A PONTE DA SERRARIA

Francisco José Ribeiro de Vasconcellos, Associado Emérito, ex-Titular da Cadeira n.º 37 – Patrono Sílvio Júlio de Albuquerque Lima

No começo era o caos. A travessia dos rios fazia-se em canoas, em pinguelas que nem de longe lembravam as pontes, depois nas famosas barcas de passagem.

Exceções havia, é lógico: em Pernambuco, mais especificamente no Recife, as pontes chegaram com os holandeses; em São João del Rei, Minas Gerais, tais obras de arte, em pedra e cobrindo o estreito curso d’água chamado Lenheiro, vieram com o esplendor da mineração no século XVIII, a centúria mineira por excelência.

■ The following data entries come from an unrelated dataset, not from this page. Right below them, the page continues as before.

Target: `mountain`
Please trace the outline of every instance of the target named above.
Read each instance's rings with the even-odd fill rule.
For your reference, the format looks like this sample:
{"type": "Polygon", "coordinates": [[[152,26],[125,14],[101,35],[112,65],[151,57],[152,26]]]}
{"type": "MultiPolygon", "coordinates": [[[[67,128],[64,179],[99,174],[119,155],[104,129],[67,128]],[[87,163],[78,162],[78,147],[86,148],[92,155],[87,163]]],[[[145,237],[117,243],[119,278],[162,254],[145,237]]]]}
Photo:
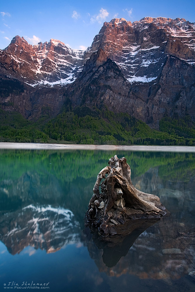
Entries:
{"type": "Polygon", "coordinates": [[[183,18],[114,18],[85,51],[53,39],[33,46],[16,36],[0,51],[0,68],[1,108],[29,119],[46,108],[56,115],[67,98],[156,129],[165,116],[195,119],[195,25],[183,18]]]}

Depois do verdadeiro descobrimento do Brasil, isto é, da chegada da Família Real ao Rio de Janeiro, onde permaneceu por treze anos, teve início o ciclo das pontes com superestrutura e soalho de madeira, que em breve tempo começaram a sofrer o assédio daquelas com superestruturas metálicas, que se firmaram e se disseminaram já no fim do século XIX, e, princípios deste que está por findar-se, até que reinasse o tempo das pontes e viadutos de concreto, cada vez mais sofisticados.

Tal a resenha histórica das nossas pontes, tão úteis na travessia dos incontáveis cursos d’água que cruzam nas mais diversas direções essa interminável vastidão brasileira.

Bem elucidativo é o decreto de 20 de fevereiro de 1818, que tratando de uma das principais vias de comunicação da capital do Brasil – Reino com a Província de Minas Gerais e adjacências, consignou nas consideranda:

“Constando na minha real presença os incômodos que sofrem os viajantes na passagem dos rios Paraíba e Paraibuna, sendo esta feita em barcas ou canoas, principalmente no tempo das cheias destes rios, e querendo facilitar e promover as recíprocas comunicações dos meus vassalos para bem do comércio e agricultura, que não podem prosperar no interior deste vasto Reino sem que se ponham em bom estado as estradas e se construam pontes nos rios que as separam…”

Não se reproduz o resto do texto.